Further, the applicant’s punitive discharge accurately reflects the
character of her service in that the applicant did not serve her enlistment
honorably. Larceny from the Government and communicating a threat to
another military member are dishonorable acts. The maximum punishment
authorized for the offenses for which the applicant was convicted was a
dishonorable discharge, confinement for 10 years, total forfeitures, and
reduction to airman basic. The sentence was well within the legal limits
and was a fitting punishment for the offenses committed. The sentence was
appropriate for the offenses. The requested relief, an upgrade in
discharge characterization, is inappropriate given the seriousness of the
applicant’s crimes.
The applicant has identified no error or injustice related to her
prosecution or the sentence. Because the applicant presents insufficient
evidence to warrant upgrading the discharge, she does not demonstrate an
equitable basis for relief, and her application is untimely.
The evaluation is at Exhibit D.
_________________________________________________________________
APPLICANT'S REVIEW OF AIR FORCE EVALUATION:
On 9 September 2005, a copy of the Air Force evaluation was forwarded to
the applicant for review and response within 30 days (Exhibit E). As of
this date, no response has been received by this office.

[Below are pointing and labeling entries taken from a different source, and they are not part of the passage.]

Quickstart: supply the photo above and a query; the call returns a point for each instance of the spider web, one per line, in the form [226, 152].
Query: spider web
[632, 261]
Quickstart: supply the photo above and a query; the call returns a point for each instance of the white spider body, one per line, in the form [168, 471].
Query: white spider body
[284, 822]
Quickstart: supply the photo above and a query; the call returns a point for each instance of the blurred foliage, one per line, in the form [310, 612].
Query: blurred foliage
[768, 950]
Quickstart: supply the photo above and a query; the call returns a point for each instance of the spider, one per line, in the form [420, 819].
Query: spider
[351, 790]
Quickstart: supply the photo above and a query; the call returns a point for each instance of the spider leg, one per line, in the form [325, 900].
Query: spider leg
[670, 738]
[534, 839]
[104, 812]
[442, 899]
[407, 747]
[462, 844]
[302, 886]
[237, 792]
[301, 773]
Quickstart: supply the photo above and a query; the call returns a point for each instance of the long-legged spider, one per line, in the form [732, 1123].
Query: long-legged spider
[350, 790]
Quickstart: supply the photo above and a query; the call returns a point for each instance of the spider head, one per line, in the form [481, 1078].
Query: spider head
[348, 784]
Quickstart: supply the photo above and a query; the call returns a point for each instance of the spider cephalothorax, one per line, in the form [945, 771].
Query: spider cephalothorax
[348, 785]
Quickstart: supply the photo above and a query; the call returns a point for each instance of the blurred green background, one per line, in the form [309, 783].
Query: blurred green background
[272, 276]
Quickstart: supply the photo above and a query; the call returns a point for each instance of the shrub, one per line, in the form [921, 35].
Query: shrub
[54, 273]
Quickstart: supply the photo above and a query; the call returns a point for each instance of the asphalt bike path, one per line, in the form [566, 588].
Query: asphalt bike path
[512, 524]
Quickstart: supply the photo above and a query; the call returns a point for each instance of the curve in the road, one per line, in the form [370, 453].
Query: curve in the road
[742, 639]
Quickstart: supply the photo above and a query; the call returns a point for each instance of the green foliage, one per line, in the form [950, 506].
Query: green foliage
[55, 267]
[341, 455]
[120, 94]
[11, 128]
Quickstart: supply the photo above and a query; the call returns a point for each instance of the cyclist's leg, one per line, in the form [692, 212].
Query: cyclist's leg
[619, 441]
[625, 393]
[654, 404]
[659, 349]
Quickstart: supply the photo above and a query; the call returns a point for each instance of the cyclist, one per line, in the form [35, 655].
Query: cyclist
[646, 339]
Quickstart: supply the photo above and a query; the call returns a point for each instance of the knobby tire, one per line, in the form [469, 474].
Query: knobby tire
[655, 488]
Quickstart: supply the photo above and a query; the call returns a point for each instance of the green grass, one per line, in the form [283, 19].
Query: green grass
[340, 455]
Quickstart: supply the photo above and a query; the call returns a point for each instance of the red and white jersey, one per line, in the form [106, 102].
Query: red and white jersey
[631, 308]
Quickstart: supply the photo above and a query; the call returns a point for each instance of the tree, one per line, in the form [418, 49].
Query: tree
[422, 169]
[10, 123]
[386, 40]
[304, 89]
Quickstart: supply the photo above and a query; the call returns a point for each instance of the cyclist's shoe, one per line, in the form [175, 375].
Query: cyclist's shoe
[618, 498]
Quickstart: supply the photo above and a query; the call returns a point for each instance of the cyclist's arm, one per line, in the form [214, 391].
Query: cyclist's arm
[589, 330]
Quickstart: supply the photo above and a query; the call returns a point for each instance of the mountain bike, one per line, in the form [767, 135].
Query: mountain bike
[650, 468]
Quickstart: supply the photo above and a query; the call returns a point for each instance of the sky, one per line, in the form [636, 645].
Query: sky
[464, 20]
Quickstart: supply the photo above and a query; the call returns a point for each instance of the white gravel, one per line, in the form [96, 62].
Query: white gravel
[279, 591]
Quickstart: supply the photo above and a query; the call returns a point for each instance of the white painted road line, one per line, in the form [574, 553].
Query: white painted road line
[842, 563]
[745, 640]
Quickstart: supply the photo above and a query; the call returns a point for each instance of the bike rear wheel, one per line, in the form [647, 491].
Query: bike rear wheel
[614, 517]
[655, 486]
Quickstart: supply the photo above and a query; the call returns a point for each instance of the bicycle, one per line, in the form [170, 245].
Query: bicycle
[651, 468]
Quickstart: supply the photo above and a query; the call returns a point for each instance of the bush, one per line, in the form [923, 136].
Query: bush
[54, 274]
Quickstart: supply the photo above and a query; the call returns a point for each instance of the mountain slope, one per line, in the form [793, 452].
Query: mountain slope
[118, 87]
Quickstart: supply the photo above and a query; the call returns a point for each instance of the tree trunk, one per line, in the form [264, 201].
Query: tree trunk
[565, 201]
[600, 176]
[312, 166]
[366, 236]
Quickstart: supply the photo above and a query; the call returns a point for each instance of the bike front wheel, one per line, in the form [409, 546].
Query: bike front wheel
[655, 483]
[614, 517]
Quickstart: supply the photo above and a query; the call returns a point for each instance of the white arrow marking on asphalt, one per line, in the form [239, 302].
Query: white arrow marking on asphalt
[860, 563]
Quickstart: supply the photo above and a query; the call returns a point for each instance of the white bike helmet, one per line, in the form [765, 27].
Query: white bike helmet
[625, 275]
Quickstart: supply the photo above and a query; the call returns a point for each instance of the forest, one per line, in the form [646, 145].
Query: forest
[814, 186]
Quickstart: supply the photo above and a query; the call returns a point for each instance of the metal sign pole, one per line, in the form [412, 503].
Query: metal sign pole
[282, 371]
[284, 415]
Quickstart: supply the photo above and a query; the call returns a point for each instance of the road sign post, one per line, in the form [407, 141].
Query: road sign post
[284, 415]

On 20 October 2005, the applicant was provided the opportunity to respond
to the FBI investigation within 20 days (Exhibit F). As of this date, no
response has been received by this office.
_________________________________________________________________
THE BOARD CONCLUDES THAT:
1. The applicant has exhausted all remedies provided by existing law or
regulations.
2. The application was not timely filed; however, it is in the interest
of justice to excuse the failure to timely file.
3. Insufficient relevant evidence has been presented to demonstrate the
existence of an error or an injustice. After thoroughly reviewing the
evidence of record, we find no evidence to show that the applicant’s
discharge as a result of her conviction by court-martial was erroneous or
unjust. While the applicant believes her discharge should be upgraded, we
note the military judge concluded that a punitive discharge was an
appropriate punishment and the convening authority approved the discharge.
In view of the foregoing, we agree with the opinion and recommendation of
the Military Justice Division and adopt the rationale expressed as the
basis for our decision that the applicant has failed to sustain her burden
that she has suffered either an error or an injustice. Moreover, based on
the evidence of record, we find no compelling basis to recommend granting
the relief sought on the basis of clemency.
4. The applicant's case is adequately documented and it has not been
shown that a personal appearance with or without counsel will materially
add to our understanding of the issue(s) involved. Therefore, the request
for a hearing is not favorably considered.
_________________________________________________________________
THE BOARD DETERMINES THAT:
The applicant be notified the evidence presented did not demonstrate the
existence of an error or an injustice; the application was denied without a
personal appearance; and the application will only be reconsidered upon the
submission of newly discovered relevant evidence not considered with this
application.
_________________________________________________________________
The following members of the Board considered AFBCMR Docket Number BC-2005-
02246 in Executive Session on 23 March 2006, under the provisions of AFI 36-
2603:
Mr. Michael J. Maglio, Panel Chair
Ms. Jan Mulligan, Member
Mr. Michael J. Novel, Member
The following documentary evidence was considered:
Exhibit A. DD Form 149, dated 12 July 2005, w/atchs.
Exhibit B. Applicant’s Master Personnel Records.
Exhibit C. FBI Report.
Exhibit D. Letter, AFLSA/JAJM, 30 August 2005.
Exhibit E. Letter, SAF/MRBR, dated 9 September 2005, w/atch.
Exhibit F. Letter, AFBCMR, dated 20 October 2005, w/atch.